Activity 12: Getting information from a scale drawing
- Let’s stay with this scale drawing of the garden.
- a.What is the actual width and length of the vegetable garden?
- b.What is the actual width and length of the flower bed?
- c.How far is the patio from the vegetable garden in real life?
- d.Say you wanted to put a trampoline between the patio and the vegetable garden. It measures 3 m by 3 m in real life. Is there enough space for it?
- Tom is using a scale drawing to plan out a patio he is going to lay. He uses a scale of 1 cm : 50 cm. The patio on his drawing measures 4 cm by 8 cm. What are the dimensions of his actual patio?
- Amanda is drawing a plan of the ground floor of her house, using a scale of 1 cm: 2 m. Her actual kitchen measures 5 m by 6 m. What will the measurements be for her kitchen on the plan?
- The answers are as follows:
- a.The vegetable garden is 5 m long and 2 m wide.
- b.The flower bed is 6 m long and 2 m wide.
- c.The patio and vegetable garden are 3 m apart.
- d.The distance between the patio and vegetable garden is 3 m and the trampoline is 3 m wide. So the trampoline would fit in the space, but it would be a bit of a squeeze.
The scale is 1 cm : 50 cm. There are two measurements to work out, so you need to do one at a time. We will start with the width of 4 cm:
- 1 cm : 50 cm
- 4 cm : ? cm
- 4 × 50 = 200 cm
- 200 ÷ 100 = 2 m
So the width of the actual patio is 2 m.
We will now work out the length of the actual patio.

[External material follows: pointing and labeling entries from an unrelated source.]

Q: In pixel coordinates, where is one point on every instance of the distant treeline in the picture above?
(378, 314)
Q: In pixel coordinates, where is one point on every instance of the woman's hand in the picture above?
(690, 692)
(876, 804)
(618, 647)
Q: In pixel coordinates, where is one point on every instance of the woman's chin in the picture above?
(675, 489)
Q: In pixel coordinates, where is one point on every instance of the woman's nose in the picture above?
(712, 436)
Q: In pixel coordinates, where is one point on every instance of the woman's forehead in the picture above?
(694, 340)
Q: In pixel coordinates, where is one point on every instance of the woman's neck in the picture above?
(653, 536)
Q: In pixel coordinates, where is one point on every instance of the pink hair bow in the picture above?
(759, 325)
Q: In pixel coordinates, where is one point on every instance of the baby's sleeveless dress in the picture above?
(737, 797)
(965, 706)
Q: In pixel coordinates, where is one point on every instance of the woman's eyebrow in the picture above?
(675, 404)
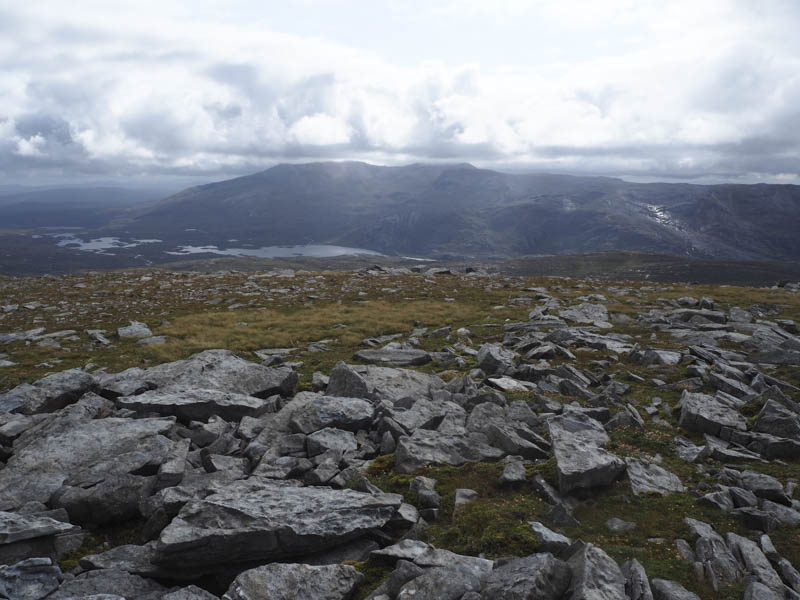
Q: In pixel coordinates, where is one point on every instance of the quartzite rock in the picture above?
(649, 478)
(426, 447)
(195, 404)
(702, 413)
(395, 358)
(31, 579)
(211, 369)
(101, 446)
(350, 414)
(595, 575)
(581, 461)
(295, 582)
(265, 520)
(117, 584)
(534, 577)
(664, 589)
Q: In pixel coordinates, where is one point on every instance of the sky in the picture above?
(197, 90)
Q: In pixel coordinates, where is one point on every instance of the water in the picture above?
(97, 244)
(311, 250)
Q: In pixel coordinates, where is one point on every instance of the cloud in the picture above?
(651, 89)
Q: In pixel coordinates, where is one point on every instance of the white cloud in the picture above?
(620, 87)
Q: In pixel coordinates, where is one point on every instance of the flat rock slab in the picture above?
(426, 447)
(581, 461)
(396, 358)
(109, 583)
(15, 527)
(110, 445)
(295, 582)
(211, 369)
(703, 413)
(349, 414)
(265, 520)
(195, 404)
(31, 579)
(649, 478)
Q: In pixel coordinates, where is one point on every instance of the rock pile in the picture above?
(247, 488)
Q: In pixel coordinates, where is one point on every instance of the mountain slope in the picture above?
(462, 211)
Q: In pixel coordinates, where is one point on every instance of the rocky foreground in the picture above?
(238, 485)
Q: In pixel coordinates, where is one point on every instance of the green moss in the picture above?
(374, 572)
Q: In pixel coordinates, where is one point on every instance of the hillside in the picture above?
(383, 433)
(461, 211)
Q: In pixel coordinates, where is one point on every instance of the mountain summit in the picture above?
(458, 210)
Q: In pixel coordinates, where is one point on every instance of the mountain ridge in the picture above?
(458, 210)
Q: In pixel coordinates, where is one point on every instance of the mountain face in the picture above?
(461, 211)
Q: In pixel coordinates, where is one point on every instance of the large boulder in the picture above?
(393, 357)
(426, 447)
(107, 583)
(704, 414)
(649, 478)
(195, 404)
(577, 442)
(102, 446)
(211, 369)
(350, 414)
(493, 359)
(31, 579)
(48, 394)
(295, 582)
(258, 519)
(534, 577)
(595, 575)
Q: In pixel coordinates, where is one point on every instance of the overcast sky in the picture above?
(697, 90)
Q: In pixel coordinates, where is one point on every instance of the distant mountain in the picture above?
(74, 206)
(462, 211)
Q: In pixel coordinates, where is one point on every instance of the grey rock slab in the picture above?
(534, 577)
(758, 591)
(191, 592)
(112, 582)
(441, 583)
(392, 357)
(549, 540)
(581, 461)
(195, 404)
(210, 369)
(48, 394)
(30, 579)
(103, 499)
(494, 359)
(111, 445)
(289, 581)
(266, 520)
(720, 565)
(587, 313)
(426, 447)
(777, 420)
(136, 330)
(345, 381)
(350, 414)
(129, 558)
(649, 478)
(618, 525)
(595, 575)
(754, 561)
(330, 439)
(513, 472)
(704, 414)
(664, 589)
(386, 383)
(15, 527)
(637, 585)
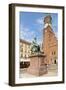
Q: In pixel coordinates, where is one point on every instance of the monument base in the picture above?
(37, 65)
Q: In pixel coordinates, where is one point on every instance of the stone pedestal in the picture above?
(37, 65)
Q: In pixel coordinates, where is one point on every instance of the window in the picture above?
(54, 52)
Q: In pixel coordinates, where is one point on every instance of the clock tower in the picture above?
(50, 42)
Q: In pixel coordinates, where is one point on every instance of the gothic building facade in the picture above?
(50, 42)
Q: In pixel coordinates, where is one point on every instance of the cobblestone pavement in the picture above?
(52, 71)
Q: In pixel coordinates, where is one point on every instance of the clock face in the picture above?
(47, 24)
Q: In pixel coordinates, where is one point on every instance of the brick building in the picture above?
(50, 42)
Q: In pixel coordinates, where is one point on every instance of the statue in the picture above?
(35, 48)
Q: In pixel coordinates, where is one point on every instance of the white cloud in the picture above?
(26, 34)
(40, 21)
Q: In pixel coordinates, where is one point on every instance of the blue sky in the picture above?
(31, 25)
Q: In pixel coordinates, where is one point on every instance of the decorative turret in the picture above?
(47, 21)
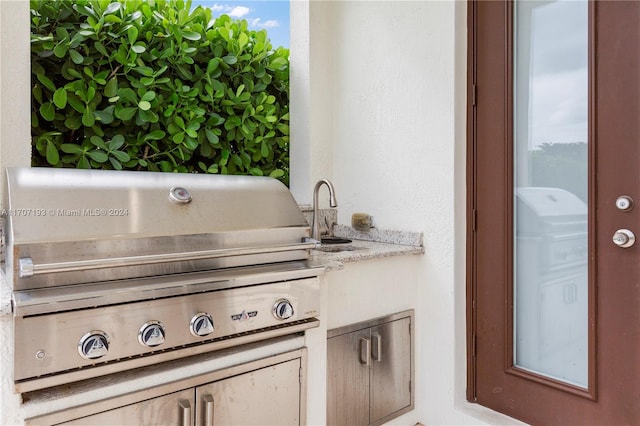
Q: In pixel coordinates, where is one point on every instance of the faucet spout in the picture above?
(315, 228)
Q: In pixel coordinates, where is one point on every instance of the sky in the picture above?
(270, 15)
(559, 85)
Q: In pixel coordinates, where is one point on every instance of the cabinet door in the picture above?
(267, 396)
(390, 368)
(348, 360)
(168, 410)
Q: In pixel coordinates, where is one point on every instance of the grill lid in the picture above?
(76, 226)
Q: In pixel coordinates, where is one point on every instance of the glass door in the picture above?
(550, 140)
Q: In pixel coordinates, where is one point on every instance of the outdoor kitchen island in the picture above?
(346, 268)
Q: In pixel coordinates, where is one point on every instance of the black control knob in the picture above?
(283, 309)
(151, 334)
(201, 324)
(93, 345)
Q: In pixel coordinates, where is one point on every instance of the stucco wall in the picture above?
(386, 122)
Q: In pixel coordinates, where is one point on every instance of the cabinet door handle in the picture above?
(208, 410)
(185, 412)
(376, 350)
(365, 351)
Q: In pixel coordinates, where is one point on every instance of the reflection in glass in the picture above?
(550, 172)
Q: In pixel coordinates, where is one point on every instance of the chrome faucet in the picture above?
(315, 229)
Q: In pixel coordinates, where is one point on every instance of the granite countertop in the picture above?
(367, 245)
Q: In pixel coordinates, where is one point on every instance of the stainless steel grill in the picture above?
(113, 270)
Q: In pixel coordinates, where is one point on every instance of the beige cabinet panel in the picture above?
(170, 410)
(370, 371)
(268, 396)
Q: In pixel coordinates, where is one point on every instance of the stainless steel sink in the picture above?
(336, 244)
(334, 240)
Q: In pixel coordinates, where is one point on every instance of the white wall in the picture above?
(385, 120)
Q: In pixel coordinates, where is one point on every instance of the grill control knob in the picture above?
(93, 345)
(151, 334)
(283, 309)
(201, 325)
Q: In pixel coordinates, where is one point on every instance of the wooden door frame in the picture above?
(600, 247)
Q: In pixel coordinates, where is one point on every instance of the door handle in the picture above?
(185, 412)
(376, 347)
(624, 238)
(365, 351)
(208, 410)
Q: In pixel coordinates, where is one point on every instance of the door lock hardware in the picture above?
(624, 203)
(624, 238)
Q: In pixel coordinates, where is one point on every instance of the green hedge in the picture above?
(152, 85)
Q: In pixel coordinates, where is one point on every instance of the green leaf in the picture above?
(125, 114)
(70, 148)
(83, 163)
(190, 35)
(61, 49)
(53, 157)
(48, 111)
(211, 137)
(121, 156)
(243, 39)
(132, 34)
(98, 156)
(88, 119)
(144, 105)
(76, 57)
(149, 96)
(46, 82)
(116, 142)
(111, 89)
(155, 135)
(60, 98)
(112, 8)
(230, 59)
(115, 163)
(98, 142)
(277, 173)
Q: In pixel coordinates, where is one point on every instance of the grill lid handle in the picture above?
(26, 268)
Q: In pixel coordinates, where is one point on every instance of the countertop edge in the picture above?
(359, 251)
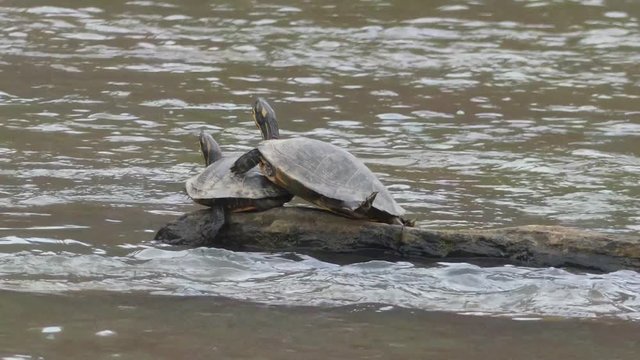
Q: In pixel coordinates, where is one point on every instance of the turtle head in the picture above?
(265, 119)
(210, 148)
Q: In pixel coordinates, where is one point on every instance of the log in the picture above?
(306, 230)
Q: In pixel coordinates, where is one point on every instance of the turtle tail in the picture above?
(246, 162)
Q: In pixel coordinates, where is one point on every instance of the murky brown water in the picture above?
(476, 114)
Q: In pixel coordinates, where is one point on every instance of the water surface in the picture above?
(474, 114)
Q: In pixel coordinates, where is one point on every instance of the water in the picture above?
(475, 114)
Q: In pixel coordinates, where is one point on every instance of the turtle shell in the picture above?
(217, 182)
(327, 170)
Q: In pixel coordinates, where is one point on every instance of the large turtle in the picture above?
(216, 185)
(319, 172)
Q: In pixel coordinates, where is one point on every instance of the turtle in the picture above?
(223, 192)
(319, 172)
(216, 185)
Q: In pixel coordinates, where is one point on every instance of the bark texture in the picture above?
(311, 230)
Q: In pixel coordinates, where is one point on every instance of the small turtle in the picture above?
(319, 172)
(216, 185)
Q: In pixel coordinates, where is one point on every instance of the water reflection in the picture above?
(303, 280)
(474, 114)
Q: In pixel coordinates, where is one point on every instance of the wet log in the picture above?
(306, 230)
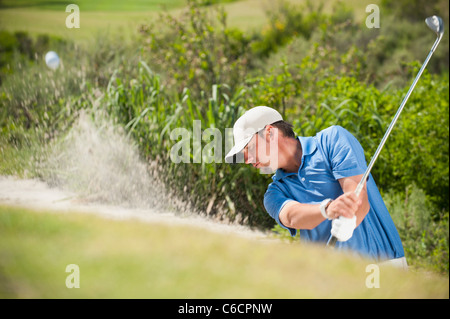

The scale is the same:
- 1 cm : 50 cm
- 8 cm : ? cm
- 8 × 50 = 400 cm
- 400 ÷ 100 = 4 m
The scale is 1 cm : 2 m. There are two measurements to work out, so you need to do one at a time. We will start with the width of 5 m:
- 1 cm : 2 m
- ? cm : 5 m
- 5 ÷ 2 = 2.5 cm
- 1 cm : 2 m
- ? cm : 6 m
- 6 ÷ 2 = 3 cm
In this section you have learned how to use scale drawings.